Personal details
- Born: December 1942 (age 83) Huzhou, Zhejiang, China
- Party: Revolutionary Committee of the Chinese Kuomintang
- Alma mater: Tangshan Railway Institute (now Southwest Jiaotong University)
- Occupation: Professor

= Niu Xiaoming =

Chinese politician

Niu Xiaoming (钮小明; born December 1942) is a Chinese academic and politician. She is a vice chairperson of the Revolutionary Committee of the Chinese Kuomintang (RCCK) and a member of the Standing Committee of the National Committee of the Chinese People's Political Consultative Conference (CPPCC). She is also a professor at Southwest Jiaotong University and a standing committee member of the All-China Women's Federation.

== Biography ==
Niu Xiaoming was born in December 1942 in Huzhou, Zhejiang Province. She began her higher education in 1959 at Tangshan Railway Institute (now Southwest Jiaotong University), majoring in electric locomotive engineering in the Department of Electrical Engineering, and graduated in 1964. Following graduation, she undertook an internship at the Tianjin Locomotive and Rolling Stock Parts Factory before joining the Chengdu Locomotive and Rolling Stock Works, where she served successively as a technician and engineer from 1965 to 1984.

In 1984, Niu transitioned to academia at Southwest Jiaotong University, where she held positions including lecturer, associate professor, deputy director of the Department of Electrical Engineering, and assistant to the university president. From 1992 to 1993, she was a visiting scholar at Rensselaer Polytechnic Institute in the United States. In 1994, she was appointed vice president of Southwest Jiaotong University and promoted to professor.
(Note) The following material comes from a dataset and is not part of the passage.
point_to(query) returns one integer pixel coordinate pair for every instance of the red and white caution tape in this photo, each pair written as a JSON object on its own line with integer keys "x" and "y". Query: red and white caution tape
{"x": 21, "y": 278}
Alongside her academic career, Niu became active in public service and democratic party affairs. She joined the Revolutionary Committee of the Chinese Kuomintang in March 1995. Between 1995 and 1998, she concurrently served as deputy director of the Sichuan Provincial Education Commission. In 1997, she was elected chairperson of the RCCK Sichuan Provincial Committee, and later that year was appointed vice chairperson of the RCCK Central Committee.

From 1998 to 2008, Niu served as vice chairperson of the Standing Committee of the Sichuan Provincial People's Congress while continuing her academic appointment at Southwest Jiaotong University. She was a deputy to the Ninth and Tenth National People's Congresses and became a member of the Standing Committee of the 11th National Committee of the CPPCC in March 2008. In December 2010, the RCCK accepted her request to step down from her positions as vice chairperson, standing committee member, and member of the Central Committee due to age.